After nearly two years of litigation, the Center for Individual Freedom (CFIF) won an important free-speech decision last week when the U.S. Court of Appeals for the Fifth Circuit ruled that Louisiana's campaign finance law does not restrict or regulate independent political issue advertising.

The legal challenge was to Louisiana's Campaign Finance Disclosure Act, which required CFIF and other speakers to file onerous and intrusive reports anytime they spent more than $500 on speech enforcement authorities subjectively believed "support[ed], oppose[ed], or otherwise influence[d]" an election. 

The required reports had to include the full name and address of all people contributing to CFIF in any amount for any purpose at any time during the reporting period, not to mention the full financial status of the organization.  The state enforcement authority had argued that CFIF and any other speakers were required to file the reports, and were subject to massive fines, if they ran advertisements mentioning the name of a candidate that could be interpreted as "influencing the nomination or election of a person to [state] public office."

The campaign finance law and regulation silenced CFIF during Louisiana's 2004 elections when the organization planned to run advertisements on justice issues that were of particular public importance because of a then-upcoming primary election for a seat on the state Supreme Court. 

The advertisements never aired because CFIF feared the Louisiana law — and subjective enforcement of that law — meant that the organization would have to report all of its activities and contributors to the state and be subject to massive fines if it chose to speak to Louisianans.  Indeed, the Louisiana enforcement authority had imposed fines of tens of thousands of dollars against other organizations that dared to mention the name of a candidate for state elected office in their advertisements on public issues.  As a result, CFIF filed a lawsuit challenging the constitutionality of the law and regulations in August 2004.

Now, the U.S. Court of Appeals has made it clear that Louisiana's campaign finance law does not prevent advocacy groups and citizens from freely speaking about their elected representatives when it matters most --at election time. 

In the lawsuit, CFIF argued that Louisiana's campaign finance law was unconstitutionally vague and overbroad, violating the free speech rights of both speakers and listeners.  In addition, CFIF pointed out that since Louisiana has known about the constitutional problems with the law for decades -- ever since the U.S. Supreme Court ruled against a similar federal law in 1976 -- the threat of enforcement by the State of Louisiana was even more egregious.

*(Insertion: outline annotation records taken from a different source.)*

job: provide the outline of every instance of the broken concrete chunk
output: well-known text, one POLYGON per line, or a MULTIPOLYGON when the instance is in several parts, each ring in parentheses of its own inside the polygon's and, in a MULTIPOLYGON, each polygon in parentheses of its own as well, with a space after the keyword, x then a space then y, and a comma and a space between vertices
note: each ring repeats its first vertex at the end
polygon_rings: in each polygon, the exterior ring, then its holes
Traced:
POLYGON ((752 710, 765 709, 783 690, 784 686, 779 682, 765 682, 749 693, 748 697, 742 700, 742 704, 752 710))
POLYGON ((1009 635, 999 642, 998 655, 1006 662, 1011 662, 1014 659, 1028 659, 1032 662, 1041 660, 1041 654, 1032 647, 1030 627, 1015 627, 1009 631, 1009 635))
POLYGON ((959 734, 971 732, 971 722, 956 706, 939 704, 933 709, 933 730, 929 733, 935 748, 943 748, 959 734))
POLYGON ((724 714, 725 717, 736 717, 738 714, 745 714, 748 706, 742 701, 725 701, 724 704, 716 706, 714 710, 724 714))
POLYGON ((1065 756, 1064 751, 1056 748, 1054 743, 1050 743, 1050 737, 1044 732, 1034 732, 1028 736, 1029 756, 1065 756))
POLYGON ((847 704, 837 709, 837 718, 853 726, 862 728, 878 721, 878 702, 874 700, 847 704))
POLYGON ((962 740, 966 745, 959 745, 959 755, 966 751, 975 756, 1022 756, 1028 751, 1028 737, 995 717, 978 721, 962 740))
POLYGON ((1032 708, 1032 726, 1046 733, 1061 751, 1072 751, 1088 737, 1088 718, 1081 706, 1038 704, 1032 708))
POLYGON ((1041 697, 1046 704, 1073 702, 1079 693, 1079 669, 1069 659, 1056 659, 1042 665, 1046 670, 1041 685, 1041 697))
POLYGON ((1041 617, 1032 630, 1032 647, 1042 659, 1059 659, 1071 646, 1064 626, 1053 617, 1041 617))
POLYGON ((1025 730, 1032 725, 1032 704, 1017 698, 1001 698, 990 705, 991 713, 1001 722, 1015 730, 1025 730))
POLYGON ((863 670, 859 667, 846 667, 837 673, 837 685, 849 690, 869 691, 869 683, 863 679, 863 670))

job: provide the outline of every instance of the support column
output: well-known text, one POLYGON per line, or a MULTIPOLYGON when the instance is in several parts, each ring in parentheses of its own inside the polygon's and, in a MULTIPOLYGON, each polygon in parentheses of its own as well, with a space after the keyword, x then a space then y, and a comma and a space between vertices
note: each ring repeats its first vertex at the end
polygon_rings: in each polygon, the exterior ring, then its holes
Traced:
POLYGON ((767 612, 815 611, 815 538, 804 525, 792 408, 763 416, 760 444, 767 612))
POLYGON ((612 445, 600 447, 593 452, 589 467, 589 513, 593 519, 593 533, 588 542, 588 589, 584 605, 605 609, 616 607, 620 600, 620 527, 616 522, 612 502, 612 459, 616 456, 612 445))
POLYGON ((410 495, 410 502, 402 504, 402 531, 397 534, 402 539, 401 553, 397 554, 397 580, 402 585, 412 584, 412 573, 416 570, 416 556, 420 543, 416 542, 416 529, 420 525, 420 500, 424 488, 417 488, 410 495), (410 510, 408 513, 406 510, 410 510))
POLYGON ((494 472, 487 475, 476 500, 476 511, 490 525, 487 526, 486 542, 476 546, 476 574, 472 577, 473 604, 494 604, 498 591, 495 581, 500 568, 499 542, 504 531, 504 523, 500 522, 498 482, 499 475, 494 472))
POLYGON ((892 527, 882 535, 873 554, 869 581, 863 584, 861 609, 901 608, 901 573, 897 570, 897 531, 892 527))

Last week, the U.S. Court of Appeals for the Fifth Circuit agreed with CFIF, adopting many of our arguments in the majority opinion.  Specifically, the two-judge majority ruled that Louisiana's campaign finance law was vague and potentially overbroad, leading to a chilling effect on political free speech protected by the First Amendment.  In fact, as CFIF had argued, the Fifth Circuit majority concluded that the Louisiana campaign finance law had to be significantly narrowed since it used the same offending "for the purpose of influencing" an election "language that the [U.S. Supreme] Court confronted" and limited in Buckley v. Valeo.  Thus, in order to save the Louisiana campaign finance law "from constitutional infirmity," the Fifth Circuit majority ruled that the law could only be used to restrict or regulate advertisements "that expressly advocate the election or defeat of a clearly identified candidate."

In upholding the First Amendment rights of advocacy groups and citizens against the State of Louisiana's desire to control all advertising about elected public officials, the Fifth Circuit has restored the free-speech rights of all Louisianans. 

We can only hope that the U.S. Supreme Court follows the lead of the Fifth Circuit soon so that our national nightmare of political speech restrictions masquerading as so-called "campaign finance reform" finally will be just a forgotten dream.